Brac de la Perrière, de Lyon, a rappelé la difficulté du
traitement, notamment dans les formes classiques.
Le traitement vise à atteindre des doses suffisantes
pour éviter l’insuffisance surrénale aiguë et contrôler l’hyperandrogénie, et des doses minimales pour
éviter le ralentissement statural et la prise de poids
importante. À l’adolescence viennent se rajouter les
risques fracturaire et cardiovasculaire, justifiant de
se reposer la question des doses de glucocorticoïdes
optimales et des moyens de surveillance (surveillance
biologique mais également radiologique régulière telle
que l’ostéodensitométrie osseuse).
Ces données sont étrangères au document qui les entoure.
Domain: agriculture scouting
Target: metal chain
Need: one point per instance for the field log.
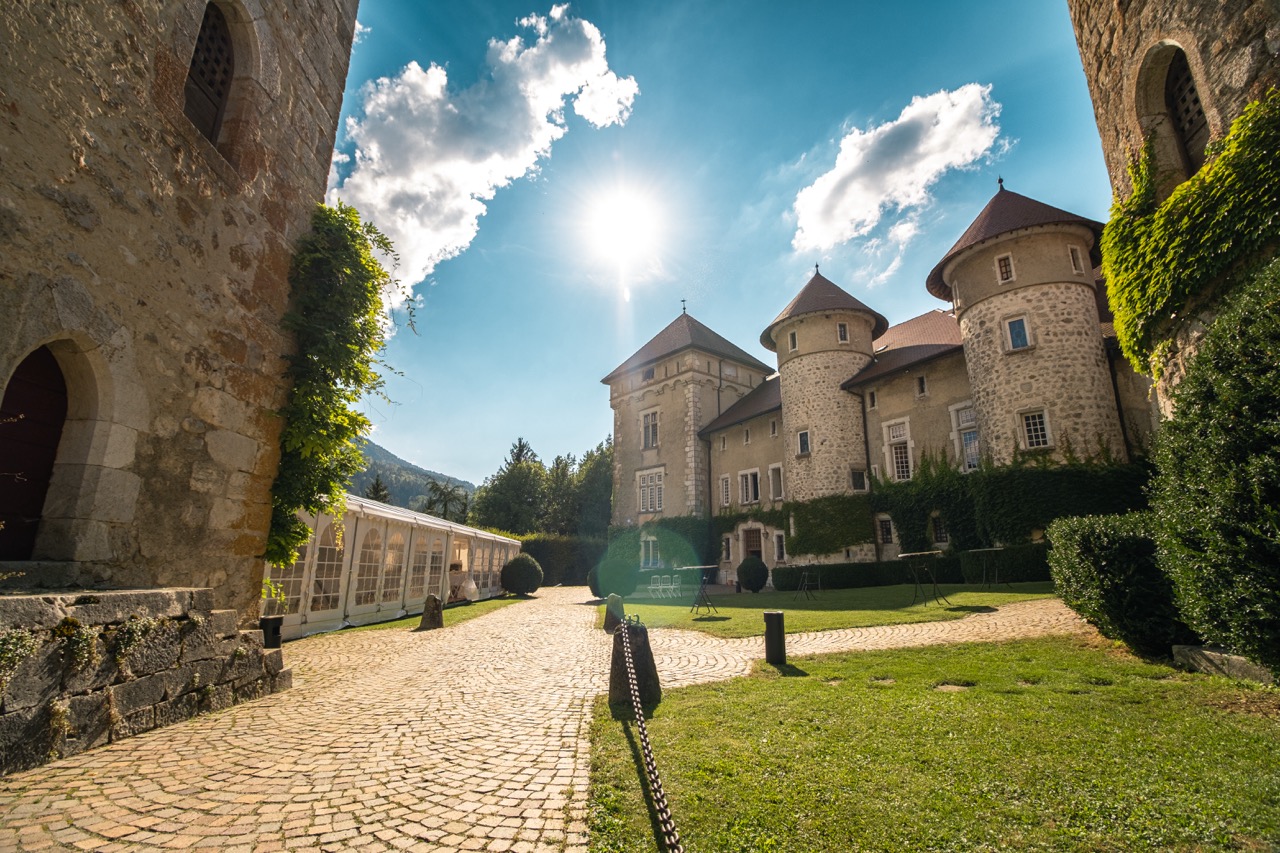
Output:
(670, 835)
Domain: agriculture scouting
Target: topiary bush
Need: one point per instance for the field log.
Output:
(1105, 569)
(1216, 492)
(521, 575)
(753, 574)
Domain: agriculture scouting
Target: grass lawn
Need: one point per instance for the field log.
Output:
(1047, 744)
(740, 614)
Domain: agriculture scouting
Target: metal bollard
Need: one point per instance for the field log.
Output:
(775, 638)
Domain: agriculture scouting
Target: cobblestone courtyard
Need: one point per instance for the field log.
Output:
(465, 739)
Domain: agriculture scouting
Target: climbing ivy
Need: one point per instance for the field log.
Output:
(336, 316)
(1214, 231)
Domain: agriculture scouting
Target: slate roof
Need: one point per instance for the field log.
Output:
(918, 340)
(1006, 211)
(764, 397)
(821, 295)
(686, 333)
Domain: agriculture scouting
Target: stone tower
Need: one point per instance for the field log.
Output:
(822, 338)
(1024, 292)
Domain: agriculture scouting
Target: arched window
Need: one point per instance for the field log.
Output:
(213, 68)
(1185, 112)
(32, 414)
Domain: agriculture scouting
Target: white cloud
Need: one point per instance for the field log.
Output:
(428, 158)
(894, 165)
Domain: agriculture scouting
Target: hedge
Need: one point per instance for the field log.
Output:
(1216, 493)
(565, 560)
(1105, 569)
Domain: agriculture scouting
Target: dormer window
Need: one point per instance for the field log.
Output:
(209, 80)
(1005, 269)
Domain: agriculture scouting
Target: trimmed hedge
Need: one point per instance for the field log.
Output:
(1216, 493)
(565, 560)
(521, 575)
(1105, 569)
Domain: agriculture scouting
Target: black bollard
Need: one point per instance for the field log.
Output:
(775, 638)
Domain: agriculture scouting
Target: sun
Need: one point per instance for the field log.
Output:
(624, 227)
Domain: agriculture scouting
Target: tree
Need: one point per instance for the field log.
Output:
(594, 480)
(378, 491)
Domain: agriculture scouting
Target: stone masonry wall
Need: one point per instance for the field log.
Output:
(155, 264)
(147, 660)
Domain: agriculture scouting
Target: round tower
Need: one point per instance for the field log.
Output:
(822, 338)
(1025, 296)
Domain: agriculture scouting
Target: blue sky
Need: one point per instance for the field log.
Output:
(558, 178)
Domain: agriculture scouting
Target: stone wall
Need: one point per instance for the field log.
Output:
(106, 666)
(154, 265)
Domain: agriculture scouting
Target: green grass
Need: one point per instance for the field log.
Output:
(1051, 744)
(740, 614)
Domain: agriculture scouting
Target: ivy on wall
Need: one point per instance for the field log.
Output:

Les études récentes
s’intéressent de plus à la qualité de vie et à la fertilité,
notamment chez les femmes, toutes 2 souvent altérées
dans cette pathologie. Ces études remettent en question l’intérêt des traitements contraceptifs oraux et des
médicaments à visée antiandrogénique, ainsi que la
place de la dexaméthasone. À Lyon, A. Brac de Perrière
rapporte l’évolution plutôt satisfaisante d’une petite
cohorte féminine âgée actuellement de 20 à 30 ans,
notamment dans le cas des formes classiques. Cette
cohorte compte 60 % de jeunes femmes ayant une vie
sexuelle régulière et aucune complication métabolique
ou surrénalienne. Elle a, à cette occasion, montré les
effets potentiellement délétères à long terme des glucocorticoïdes et donc conseillé de bien veiller à revoir à
la baisse les doses d’hydrocortisone, notamment après
les premières années de vie.
Conclusion
Pour conclure sur l’adolescent, nous rappellerons que
la qualité de la transition entre le pédiatre et l’endocrinologue adulte au cours de cette période de la vie
marquée par de nombreux changements et la fin de
la supervision des soins par les parents, ainsi que la
continuité dans la prise en charge, ont été évoquées
dans chacune des sessions comme un élément clé de
la réussite du suivi des patients. Ainsi, ces sessions,
véritables collaborations entre les sociétés d’endocrinologie pédiatrique (Société française d’endocrinologie
et diabétologie pédiatrique [SFEDP]) et adulte (Société
française d’endocrinologie [SFE]), montrent bien l’intérêt
prêté par chacun à l’enjeu de la période de transition
dans les pathologies endocriniennes.